Lamb Madras Curry


This is my all-time favorite curry to make; it's pungent flavor wins me over every time. You can use beef if you like, but it often takes a little longer to cook, so just leave it simmering for another 20 minutes or until the meat melts in your mouth. I also suggest that you make this 2 days in advance as the flavors will develop and the curry will become even more delicious!

Prep Time:
30 mins
Cook Time:
2 hrs
Total Time:
2 hrs 30 mins
8 servings


Curry Paste

  • 1 ½ tablespoons coriander seeds

  • 1 ½ teaspoons cumin seeds

  • ½ teaspoon salt

  • 5 whole dried red chile peppers

  • 6 fresh curry leaves

  • 3 tablespoons garlic paste

  • 2 teaspoons ginger paste

  • 1 ½ teaspoons ground turmeric

  • 2 ¼ pounds lamb meat, cut into 1 1/2 inch cubes

  • ½ cup ghee (clarified butter), melted

  • ¼ cup vegetable oil

  • 4 onion, sliced 1/4 inch thick

  • 1 (13.5 ounce) can coconut milk

  • 2 cups water, divided

  • 1 teaspoon fennel seeds

  • 6 cardamom pods

  • 1 cinnamon stick

  • 1 ½ teaspoons garam masala

  • 1 teaspoon sugar

  • 3 tablespoons warm water

  • 1 tablespoon tamarind paste


  1. Toast the coriander seeds over medium-low heat until they begin to turn brown and pop. Repeat the toasting process with the cumin seeds, then with the dried red peppers. Transfer each ingredient to a food processor or spice grinder as you finish. Add the salt and grind to a fine powder. Mix with the garlic and ginger to form a thick paste.

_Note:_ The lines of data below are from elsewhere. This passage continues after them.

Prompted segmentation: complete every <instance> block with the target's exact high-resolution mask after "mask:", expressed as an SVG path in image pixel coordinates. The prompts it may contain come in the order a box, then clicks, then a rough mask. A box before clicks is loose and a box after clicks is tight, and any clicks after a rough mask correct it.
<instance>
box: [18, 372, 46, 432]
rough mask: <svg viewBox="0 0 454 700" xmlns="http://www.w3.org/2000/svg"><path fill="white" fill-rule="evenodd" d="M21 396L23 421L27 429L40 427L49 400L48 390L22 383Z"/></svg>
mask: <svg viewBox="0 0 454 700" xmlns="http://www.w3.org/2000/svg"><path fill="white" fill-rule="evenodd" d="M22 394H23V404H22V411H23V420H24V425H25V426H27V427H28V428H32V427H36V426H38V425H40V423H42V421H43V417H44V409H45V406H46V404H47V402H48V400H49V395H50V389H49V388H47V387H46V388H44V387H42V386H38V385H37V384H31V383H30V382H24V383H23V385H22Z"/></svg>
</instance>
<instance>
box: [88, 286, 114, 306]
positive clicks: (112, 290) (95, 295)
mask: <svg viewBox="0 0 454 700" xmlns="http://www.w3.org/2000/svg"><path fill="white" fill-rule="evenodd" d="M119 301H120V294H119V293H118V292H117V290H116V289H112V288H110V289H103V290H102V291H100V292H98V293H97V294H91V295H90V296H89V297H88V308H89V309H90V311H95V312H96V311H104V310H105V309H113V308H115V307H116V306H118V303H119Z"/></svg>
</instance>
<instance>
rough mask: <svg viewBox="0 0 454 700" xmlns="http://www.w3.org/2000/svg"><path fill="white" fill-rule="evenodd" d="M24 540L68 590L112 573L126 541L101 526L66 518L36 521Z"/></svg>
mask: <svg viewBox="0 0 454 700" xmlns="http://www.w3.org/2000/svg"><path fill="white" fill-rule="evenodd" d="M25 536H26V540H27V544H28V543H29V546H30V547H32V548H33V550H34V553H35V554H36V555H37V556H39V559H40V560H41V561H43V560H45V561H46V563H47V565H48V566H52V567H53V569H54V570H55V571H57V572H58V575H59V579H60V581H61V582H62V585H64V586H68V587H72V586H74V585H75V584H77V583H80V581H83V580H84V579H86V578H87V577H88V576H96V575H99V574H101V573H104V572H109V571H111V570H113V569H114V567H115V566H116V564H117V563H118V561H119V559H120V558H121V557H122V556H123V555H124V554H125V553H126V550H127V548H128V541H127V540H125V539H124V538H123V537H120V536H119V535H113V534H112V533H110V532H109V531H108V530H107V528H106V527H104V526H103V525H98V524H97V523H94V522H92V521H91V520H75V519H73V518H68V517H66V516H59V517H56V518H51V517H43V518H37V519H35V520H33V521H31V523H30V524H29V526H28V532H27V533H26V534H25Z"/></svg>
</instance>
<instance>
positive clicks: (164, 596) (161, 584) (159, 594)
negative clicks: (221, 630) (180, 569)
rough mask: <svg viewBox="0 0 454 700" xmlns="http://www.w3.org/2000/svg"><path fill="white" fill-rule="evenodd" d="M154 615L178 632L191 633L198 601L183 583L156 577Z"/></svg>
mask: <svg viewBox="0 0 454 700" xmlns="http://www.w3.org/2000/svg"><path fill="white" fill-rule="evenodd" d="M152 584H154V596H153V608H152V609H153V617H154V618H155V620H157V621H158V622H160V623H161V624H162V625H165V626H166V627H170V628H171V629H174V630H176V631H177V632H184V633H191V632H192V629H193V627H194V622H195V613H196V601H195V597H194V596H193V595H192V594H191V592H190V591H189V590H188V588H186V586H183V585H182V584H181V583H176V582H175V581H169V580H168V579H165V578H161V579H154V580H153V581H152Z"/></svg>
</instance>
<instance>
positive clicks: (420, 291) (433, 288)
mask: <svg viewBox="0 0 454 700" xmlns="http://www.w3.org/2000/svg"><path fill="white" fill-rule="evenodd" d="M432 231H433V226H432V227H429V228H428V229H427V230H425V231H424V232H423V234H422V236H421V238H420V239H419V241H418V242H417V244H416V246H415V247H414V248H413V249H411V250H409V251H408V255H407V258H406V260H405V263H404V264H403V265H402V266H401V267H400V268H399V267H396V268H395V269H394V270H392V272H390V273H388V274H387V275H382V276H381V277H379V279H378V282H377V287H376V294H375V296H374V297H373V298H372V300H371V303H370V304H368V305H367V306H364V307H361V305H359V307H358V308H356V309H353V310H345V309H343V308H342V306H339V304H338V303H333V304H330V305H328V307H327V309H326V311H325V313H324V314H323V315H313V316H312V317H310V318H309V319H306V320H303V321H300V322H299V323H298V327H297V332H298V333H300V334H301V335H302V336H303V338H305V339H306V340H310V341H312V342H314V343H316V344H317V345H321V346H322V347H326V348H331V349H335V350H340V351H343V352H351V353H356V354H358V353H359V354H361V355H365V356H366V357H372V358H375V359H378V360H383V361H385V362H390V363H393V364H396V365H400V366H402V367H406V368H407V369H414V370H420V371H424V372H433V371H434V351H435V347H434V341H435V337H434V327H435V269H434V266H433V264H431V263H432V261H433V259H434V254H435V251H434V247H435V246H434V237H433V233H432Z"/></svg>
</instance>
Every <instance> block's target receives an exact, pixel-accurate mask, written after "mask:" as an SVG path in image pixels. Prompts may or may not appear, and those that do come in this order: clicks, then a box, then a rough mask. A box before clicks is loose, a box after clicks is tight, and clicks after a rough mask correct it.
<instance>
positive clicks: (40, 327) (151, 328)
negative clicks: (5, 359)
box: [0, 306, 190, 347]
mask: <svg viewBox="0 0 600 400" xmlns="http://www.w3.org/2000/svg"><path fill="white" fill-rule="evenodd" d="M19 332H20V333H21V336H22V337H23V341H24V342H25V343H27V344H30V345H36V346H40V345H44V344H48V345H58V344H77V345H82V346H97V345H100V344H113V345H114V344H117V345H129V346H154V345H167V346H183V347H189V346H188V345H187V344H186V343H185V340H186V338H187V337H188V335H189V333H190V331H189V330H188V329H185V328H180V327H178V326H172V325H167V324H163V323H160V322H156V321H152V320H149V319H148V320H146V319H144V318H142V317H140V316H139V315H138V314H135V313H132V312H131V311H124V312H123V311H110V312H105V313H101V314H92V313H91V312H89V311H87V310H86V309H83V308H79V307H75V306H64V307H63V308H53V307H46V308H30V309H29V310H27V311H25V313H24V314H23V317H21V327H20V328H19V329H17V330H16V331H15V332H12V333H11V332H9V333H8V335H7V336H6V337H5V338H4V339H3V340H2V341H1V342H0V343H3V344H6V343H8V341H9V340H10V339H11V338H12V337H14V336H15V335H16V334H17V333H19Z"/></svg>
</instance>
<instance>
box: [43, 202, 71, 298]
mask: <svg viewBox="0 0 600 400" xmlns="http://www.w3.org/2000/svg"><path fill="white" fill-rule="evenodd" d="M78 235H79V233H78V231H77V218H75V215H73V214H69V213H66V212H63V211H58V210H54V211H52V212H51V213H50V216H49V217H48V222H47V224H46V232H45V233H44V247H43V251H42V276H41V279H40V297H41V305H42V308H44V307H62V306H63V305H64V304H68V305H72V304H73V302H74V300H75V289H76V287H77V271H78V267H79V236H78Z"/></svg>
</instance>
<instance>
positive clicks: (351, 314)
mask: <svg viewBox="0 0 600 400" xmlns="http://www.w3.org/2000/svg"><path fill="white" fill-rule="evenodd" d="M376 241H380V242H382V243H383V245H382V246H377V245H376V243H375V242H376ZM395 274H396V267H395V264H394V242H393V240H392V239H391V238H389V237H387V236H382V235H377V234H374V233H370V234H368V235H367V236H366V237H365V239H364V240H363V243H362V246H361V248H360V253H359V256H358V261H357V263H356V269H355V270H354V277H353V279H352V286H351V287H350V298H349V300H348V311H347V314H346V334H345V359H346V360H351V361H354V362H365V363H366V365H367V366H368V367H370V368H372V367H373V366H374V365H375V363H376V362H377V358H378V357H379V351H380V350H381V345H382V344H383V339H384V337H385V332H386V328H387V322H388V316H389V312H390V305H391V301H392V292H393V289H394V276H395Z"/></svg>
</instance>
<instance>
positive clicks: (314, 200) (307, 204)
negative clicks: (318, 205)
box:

  2. Sprinkle the turmeric over the lamb, stirring lightly to coat. Toast the fennel seeds as above and set aside. Heat a Dutch oven over medium heat with the ghee and vegetable oil; cook the onions until golden brown, about 10 minutes. Stir in your curry paste and fry for 1 minute. Stir in the meat and fry for 1 minute more. Pour in 2/3 of the can of coconut milk and 1 cup of water; bring to a boil, then reduce the heat to low. Simmer for 10 minutes.

  3. Stir in the remaining coconut milk and 1 cup of water, along with the cardamom pods, cinnamon stick, and toasted fennel seeds. Cover with the lid ajar and return to a simmer, cook for about 1 1/2 hours until the lamb is tender. Stir occasionally and thin with water if the sauce becomes too thick while cooking.

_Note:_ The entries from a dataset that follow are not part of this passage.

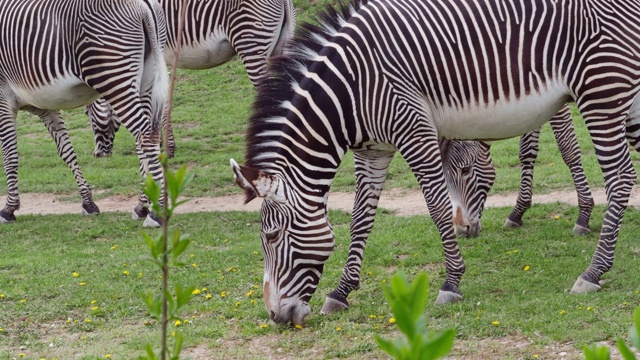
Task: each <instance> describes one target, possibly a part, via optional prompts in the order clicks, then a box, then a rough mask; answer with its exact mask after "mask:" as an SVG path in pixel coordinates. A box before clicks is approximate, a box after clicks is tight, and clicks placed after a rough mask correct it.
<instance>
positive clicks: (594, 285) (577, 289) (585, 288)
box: [571, 277, 601, 294]
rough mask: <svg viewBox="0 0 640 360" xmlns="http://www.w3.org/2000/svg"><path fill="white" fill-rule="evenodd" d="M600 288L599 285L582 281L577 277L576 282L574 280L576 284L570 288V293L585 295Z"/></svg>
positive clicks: (589, 281)
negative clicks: (585, 294) (577, 279)
mask: <svg viewBox="0 0 640 360" xmlns="http://www.w3.org/2000/svg"><path fill="white" fill-rule="evenodd" d="M600 288H601V286H600V284H594V283H592V282H590V281H587V280H585V279H583V278H582V277H579V278H578V280H576V283H575V284H573V287H572V288H571V293H572V294H587V293H590V292H595V291H598V290H600Z"/></svg>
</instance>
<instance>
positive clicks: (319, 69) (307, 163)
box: [245, 1, 367, 203]
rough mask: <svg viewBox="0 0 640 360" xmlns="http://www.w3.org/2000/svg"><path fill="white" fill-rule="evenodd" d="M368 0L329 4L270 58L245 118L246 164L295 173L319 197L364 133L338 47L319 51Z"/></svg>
mask: <svg viewBox="0 0 640 360" xmlns="http://www.w3.org/2000/svg"><path fill="white" fill-rule="evenodd" d="M366 2H367V1H361V2H354V3H353V4H352V5H351V6H343V7H341V8H340V9H339V10H335V9H333V8H329V9H328V10H327V11H326V12H325V13H323V14H322V15H321V16H320V18H319V23H320V24H321V25H319V26H314V25H310V24H304V25H303V26H302V29H301V30H300V32H299V34H298V36H296V38H295V39H294V40H292V41H291V42H290V44H289V48H288V49H287V54H288V56H287V57H281V58H276V59H274V60H273V61H272V63H271V65H270V67H269V73H270V75H271V76H270V78H269V80H268V81H265V82H263V83H262V84H261V85H260V86H259V87H258V95H257V98H256V101H255V104H254V108H255V109H258V110H257V112H256V113H254V114H253V116H252V117H251V118H250V119H249V128H248V131H247V136H246V138H247V139H248V142H247V156H246V159H245V163H246V165H247V166H249V167H254V168H256V169H259V170H262V171H265V172H267V173H269V174H272V175H278V174H281V175H282V177H283V178H286V179H296V183H297V184H296V185H297V186H298V187H299V188H300V189H303V190H304V192H306V193H313V194H315V195H316V196H317V199H318V200H319V202H321V203H322V202H325V201H326V194H327V192H328V190H329V188H330V186H331V183H332V182H333V178H334V176H335V173H336V171H337V168H338V166H339V165H340V162H341V161H342V158H343V157H344V155H345V153H346V151H347V149H348V148H349V147H351V146H352V145H353V144H354V143H359V142H361V140H362V139H361V138H362V135H361V130H360V129H359V125H358V124H357V123H356V121H355V118H354V109H355V108H354V104H353V100H354V98H353V93H352V92H351V90H350V89H351V88H352V86H353V82H354V80H355V79H354V78H352V77H350V78H348V79H347V78H344V77H343V76H342V74H345V73H349V72H350V71H352V70H351V69H349V68H348V65H347V63H346V62H345V61H344V58H342V59H340V54H339V53H337V52H336V53H332V54H331V59H326V58H325V57H324V55H323V54H320V53H319V51H320V50H322V49H323V47H324V45H325V44H326V43H327V42H328V41H330V39H331V38H332V37H333V36H334V34H335V33H336V32H337V30H338V29H339V28H340V26H341V25H342V24H343V23H344V22H345V21H346V20H348V19H349V18H350V17H351V16H352V15H353V14H354V13H355V12H356V11H357V10H358V9H359V7H360V6H362V5H363V4H365V3H366ZM327 64H331V65H330V66H327ZM346 124H349V125H346ZM309 173H312V174H313V175H312V176H310V177H308V176H307V174H309Z"/></svg>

  4. When the lamb is tender, stir in garam masala, sugar, and the tamarind paste dissolved in 3 tablespoons of water; cook 5 minutes longer, or until the sauce thickens. Remove the cinnamon stick and cardamom pods before serving.

Nutrition Facts (per serving)

519 Calories
37g Fat
16g Carbs
29g Protein
Nutrition Facts
Servings Per Recipe 8
Calories 519
% Daily Value *
Total Fat 37g 48%
Saturated Fat 21g 103%
Cholesterol 116mg 39%
Sodium 479mg 21%
Total Carbohydrate 16g 6%
Dietary Fiber 4g 14%
Total Sugars 5g
Protein 29g
Vitamin C 10mg 49%
Calcium 84mg 6%
Iron 5mg 29%
Potassium 700mg 15%

* Percent Daily Values are based on a 2,000 calorie diet. Your daily values may be higher or lower depending on your calorie needs.

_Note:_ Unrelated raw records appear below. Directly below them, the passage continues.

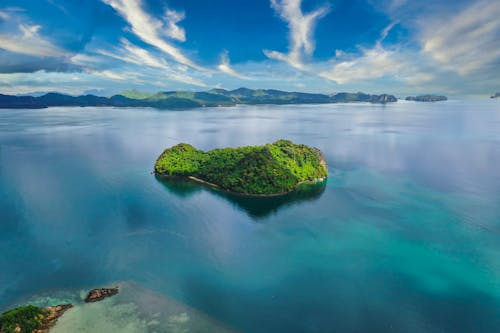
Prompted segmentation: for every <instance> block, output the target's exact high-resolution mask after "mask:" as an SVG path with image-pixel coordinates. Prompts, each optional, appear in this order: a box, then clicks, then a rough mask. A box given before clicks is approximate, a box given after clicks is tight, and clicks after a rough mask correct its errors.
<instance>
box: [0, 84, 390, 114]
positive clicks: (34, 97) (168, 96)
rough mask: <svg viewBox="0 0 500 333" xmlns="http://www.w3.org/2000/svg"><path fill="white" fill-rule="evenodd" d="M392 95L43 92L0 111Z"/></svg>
mask: <svg viewBox="0 0 500 333" xmlns="http://www.w3.org/2000/svg"><path fill="white" fill-rule="evenodd" d="M396 101H397V99H396V97H394V96H392V95H387V94H382V95H370V94H365V93H361V92H357V93H345V92H342V93H336V94H331V95H326V94H311V93H301V92H286V91H280V90H273V89H255V90H254V89H248V88H239V89H235V90H225V89H211V90H209V91H204V92H193V91H166V92H158V93H145V92H140V91H137V90H126V91H124V92H122V93H121V94H117V95H114V96H111V97H101V96H94V95H83V96H70V95H65V94H60V93H54V92H51V93H47V94H44V95H42V96H37V97H34V96H11V95H2V94H0V108H23V109H35V108H47V107H53V106H80V107H85V106H114V107H153V108H157V109H191V108H197V107H217V106H234V105H237V104H251V105H255V104H326V103H348V102H368V103H392V102H396Z"/></svg>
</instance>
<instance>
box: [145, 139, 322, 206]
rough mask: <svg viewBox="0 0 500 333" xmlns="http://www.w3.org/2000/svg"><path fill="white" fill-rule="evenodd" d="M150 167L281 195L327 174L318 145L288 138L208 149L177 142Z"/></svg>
mask: <svg viewBox="0 0 500 333" xmlns="http://www.w3.org/2000/svg"><path fill="white" fill-rule="evenodd" d="M154 171H155V174H156V175H160V176H168V177H185V178H190V179H192V180H195V181H198V182H202V183H205V184H207V185H209V186H211V187H215V188H218V189H221V190H224V191H228V192H232V193H237V194H243V195H248V196H276V195H283V194H287V193H290V192H293V191H295V190H297V189H298V188H300V187H302V186H303V185H308V184H317V183H321V182H323V181H324V180H325V179H326V178H327V176H328V167H327V164H326V160H325V158H324V155H323V154H322V153H321V151H320V150H319V149H317V148H312V147H308V146H306V145H301V144H300V145H298V144H294V143H293V142H291V141H288V140H279V141H276V142H274V143H271V144H265V145H262V146H246V147H238V148H219V149H214V150H210V151H208V152H204V151H202V150H198V149H196V148H195V147H193V146H191V145H189V144H187V143H180V144H178V145H176V146H173V147H171V148H168V149H166V150H165V151H164V152H163V153H162V154H161V155H160V156H159V157H158V159H157V161H156V164H155V169H154Z"/></svg>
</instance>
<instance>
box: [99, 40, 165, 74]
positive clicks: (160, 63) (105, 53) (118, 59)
mask: <svg viewBox="0 0 500 333" xmlns="http://www.w3.org/2000/svg"><path fill="white" fill-rule="evenodd" d="M120 42H121V46H122V47H121V53H120V54H116V53H112V52H109V51H106V50H101V49H100V50H97V51H96V52H97V53H99V54H102V55H104V56H107V57H111V58H115V59H118V60H121V61H124V62H128V63H132V64H136V65H141V66H142V65H146V66H150V67H156V68H163V69H165V68H168V65H167V62H166V61H165V60H164V59H157V58H155V57H154V56H152V55H151V53H150V52H148V51H147V50H145V49H143V48H140V47H138V46H135V45H133V44H132V43H130V42H129V41H128V40H127V39H125V38H122V39H121V41H120Z"/></svg>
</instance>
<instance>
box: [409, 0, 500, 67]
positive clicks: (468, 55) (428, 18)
mask: <svg viewBox="0 0 500 333" xmlns="http://www.w3.org/2000/svg"><path fill="white" fill-rule="evenodd" d="M499 17H500V2H498V1H489V0H480V1H477V2H475V3H472V4H470V5H468V6H466V7H465V8H463V9H462V10H461V11H459V12H458V13H453V12H452V11H450V12H446V13H437V14H436V15H430V16H426V17H423V18H421V19H420V20H418V22H419V25H420V29H421V32H420V42H421V44H422V48H423V52H424V53H426V54H428V55H430V56H431V57H432V58H433V59H435V60H436V61H438V62H439V63H440V64H441V65H442V66H444V67H445V68H446V69H448V70H452V71H455V72H457V73H459V74H461V75H466V74H469V73H472V72H474V71H476V70H479V69H484V68H485V67H486V66H488V65H491V64H492V63H494V62H496V63H497V64H499V65H500V47H499V40H500V20H499ZM443 22H446V23H445V24H443ZM498 69H500V66H498Z"/></svg>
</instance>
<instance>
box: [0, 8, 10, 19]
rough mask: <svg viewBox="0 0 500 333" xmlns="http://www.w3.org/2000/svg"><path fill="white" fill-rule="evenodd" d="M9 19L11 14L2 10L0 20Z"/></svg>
mask: <svg viewBox="0 0 500 333" xmlns="http://www.w3.org/2000/svg"><path fill="white" fill-rule="evenodd" d="M8 19H9V14H7V13H6V12H4V11H1V10H0V20H8Z"/></svg>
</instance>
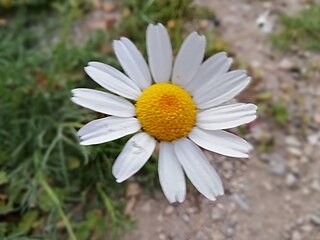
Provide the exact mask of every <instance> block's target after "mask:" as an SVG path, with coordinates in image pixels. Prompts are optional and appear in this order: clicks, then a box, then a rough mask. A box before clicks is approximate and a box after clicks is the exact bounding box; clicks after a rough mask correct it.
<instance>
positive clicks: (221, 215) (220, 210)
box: [211, 207, 224, 221]
mask: <svg viewBox="0 0 320 240" xmlns="http://www.w3.org/2000/svg"><path fill="white" fill-rule="evenodd" d="M223 216H224V213H223V210H222V209H220V208H217V207H214V208H213V209H212V211H211V218H212V220H213V221H219V220H221V219H222V218H223Z"/></svg>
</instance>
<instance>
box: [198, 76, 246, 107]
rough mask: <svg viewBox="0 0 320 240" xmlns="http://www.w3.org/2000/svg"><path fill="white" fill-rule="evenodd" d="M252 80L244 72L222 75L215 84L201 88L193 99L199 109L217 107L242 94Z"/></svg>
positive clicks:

** Nutrient information is not available for all ingredients. Amount is based on available nutrient data.

(-) Information is not currently available for this nutrient. If you are following a medically restrictive diet, please consult your doctor or registered dietitian before preparing this recipe for personal consumption.